Anthony's Wild West 2007 travel blog

Bald Eagle - VERY American, and was considered endangered until June 2007

Grand Prismatic Spring

Buffalo (more properly Bison) looking for grass under the snow

The Old Faithful Geyser blowing

One of the Pools in the Old Faithful area

Grotto Geyser

Snow tires? Chains? ..defensively?

Shore of West Thumb, Lake Yellowstone

Churning Cauldron, Mud Volcano area

Buffalo traffic jam

Movie Clips - Playback Requirements - Problems?

(AVI - 8.38 MB)

Spitting hot spring

(AVI - 6.28 MB)

Boiling hot!

(AVI - 5.55 MB)

Old Faithful

(AVI - 7.75 MB)

Angry water!

So I got up and scraped the ice off my car and set off for another day of driving and exploring Yellowstone in the snow. My car is doing me proud, rallying across the desert, sliding through the snow, cruising through the cities, even though it is probably the smallest car there is between Canada and Mexico. Sometimes when the road is icey and/or the snow is deep and I have to drive slowly, I cruise along through the snowy forest with trippy ambient music playing...very enjoyable.

So today I drove the lower half of the figure of eight of roads in Yellowstone, trying to visit as many places on the way as I could, never mind opportunistic sightings of wildlife. Still no wolves or bears, but I did see an American Bald eagle, which I was rather chuffed about.

First I worked my way down towards the Old Faithful area, stopping at several geysers and volcanic springs on the way, including the fabulous Grand Prismatic Spring. It was seeing a photo of this when I was in Iceland with Shea that got me thinking about the USA's natural wonders. It wasn't as good as the aerial photo I saw, but it was still good.
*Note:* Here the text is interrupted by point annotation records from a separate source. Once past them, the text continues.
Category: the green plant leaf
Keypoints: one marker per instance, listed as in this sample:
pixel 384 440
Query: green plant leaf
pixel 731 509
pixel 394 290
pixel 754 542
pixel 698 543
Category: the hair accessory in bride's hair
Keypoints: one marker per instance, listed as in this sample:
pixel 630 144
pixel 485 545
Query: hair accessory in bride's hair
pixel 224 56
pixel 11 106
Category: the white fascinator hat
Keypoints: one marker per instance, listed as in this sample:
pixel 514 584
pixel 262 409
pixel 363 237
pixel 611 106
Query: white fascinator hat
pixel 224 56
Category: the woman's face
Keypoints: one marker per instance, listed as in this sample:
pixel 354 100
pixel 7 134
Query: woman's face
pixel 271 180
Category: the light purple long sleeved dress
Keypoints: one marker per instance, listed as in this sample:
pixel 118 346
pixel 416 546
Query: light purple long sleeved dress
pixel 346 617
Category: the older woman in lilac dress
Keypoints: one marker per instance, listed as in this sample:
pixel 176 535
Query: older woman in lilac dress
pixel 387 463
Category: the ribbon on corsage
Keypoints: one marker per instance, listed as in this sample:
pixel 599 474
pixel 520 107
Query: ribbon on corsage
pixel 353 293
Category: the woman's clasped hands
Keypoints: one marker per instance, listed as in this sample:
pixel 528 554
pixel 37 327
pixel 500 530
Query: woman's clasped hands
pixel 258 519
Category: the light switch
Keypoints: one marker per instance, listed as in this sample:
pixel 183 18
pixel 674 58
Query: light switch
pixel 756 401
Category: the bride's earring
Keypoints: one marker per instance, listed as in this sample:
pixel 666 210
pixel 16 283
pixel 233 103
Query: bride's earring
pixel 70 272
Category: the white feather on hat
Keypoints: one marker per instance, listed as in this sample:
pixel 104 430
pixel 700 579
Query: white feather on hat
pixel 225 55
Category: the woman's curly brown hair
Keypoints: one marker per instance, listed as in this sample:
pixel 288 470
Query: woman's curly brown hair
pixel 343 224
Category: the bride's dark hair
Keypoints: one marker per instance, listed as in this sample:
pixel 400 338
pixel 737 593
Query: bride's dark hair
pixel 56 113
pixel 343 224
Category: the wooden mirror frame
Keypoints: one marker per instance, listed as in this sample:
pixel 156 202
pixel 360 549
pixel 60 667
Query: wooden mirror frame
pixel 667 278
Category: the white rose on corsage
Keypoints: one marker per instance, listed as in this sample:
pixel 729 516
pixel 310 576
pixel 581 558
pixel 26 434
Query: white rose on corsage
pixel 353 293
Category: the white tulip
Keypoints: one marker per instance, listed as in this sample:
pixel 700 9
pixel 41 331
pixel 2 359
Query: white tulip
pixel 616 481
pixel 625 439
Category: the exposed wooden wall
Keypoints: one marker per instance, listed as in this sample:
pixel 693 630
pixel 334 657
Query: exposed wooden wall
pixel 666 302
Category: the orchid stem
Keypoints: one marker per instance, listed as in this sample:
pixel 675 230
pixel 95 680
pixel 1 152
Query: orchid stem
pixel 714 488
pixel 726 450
Old Faithful is famous as it is both a large geyser, and unlike most of them, predictable as to when it erupts. It blows up to 8,000 gallons of boiling water up to 180 feet in the air, and big crowds gather to see it, even in weather like this. I have to say I was slightly dissapointed, and I think the problem was that people have to stay so far away from it, partly for safety, but partly so that thousands can see at the same time. As a result it did not have the impact of the much smaller Geysir in Iceland, after which all geysers are named. I saw numerous other geysers today, none blowing more than twenty feet, but some still impressive in their ferocity.

Then I drove round to the West Thumb Geyser Basin on the edge of the very large Yellowstone Lake. Part of this lake is the remains of the caldera of a huge volcano, some 40 miles in diameter, that blew half a million years ago. This is due a repeat at some point in the next half a million years and will have catastrophic effects, certainly in the US. What with that and the San Andreas Fault pitching the West into the sea there won't be much left.

From there I drove up to Canyon Village, though I didn't have time to look at anything there, I will do that tomorrow when hopefully the weather has improved. On the way I visited the Mud Volcano area, which did smell truly terrible, like the stuff in Iceland did. The key issue is the sulphuric acid that makes up much of the boiling mud, probably why the smell is so bad it hurts. There was lots of very sinister looking boiling and roiling mud and acid, like a vision of hell, though the pretty snow everywhere slightly undermined that particular image.

Not long after leaving my nostrils burning in the Mud Volcano/Sulphur Cauldron area I ran into a buffalo traffic jam. There was a car in front of me already stopped, and this little herd of buffalo just stood there, and looked like they were going to stay there. In the end I got the other driver to work with me on sort of herding them gently along and off the road with our cars, in a very careful non-offensive sort of way, as there are signs everywhere saying how dangerous buffal can be, and how many people are mashed by them every year. And then back home just before dark again after another full day.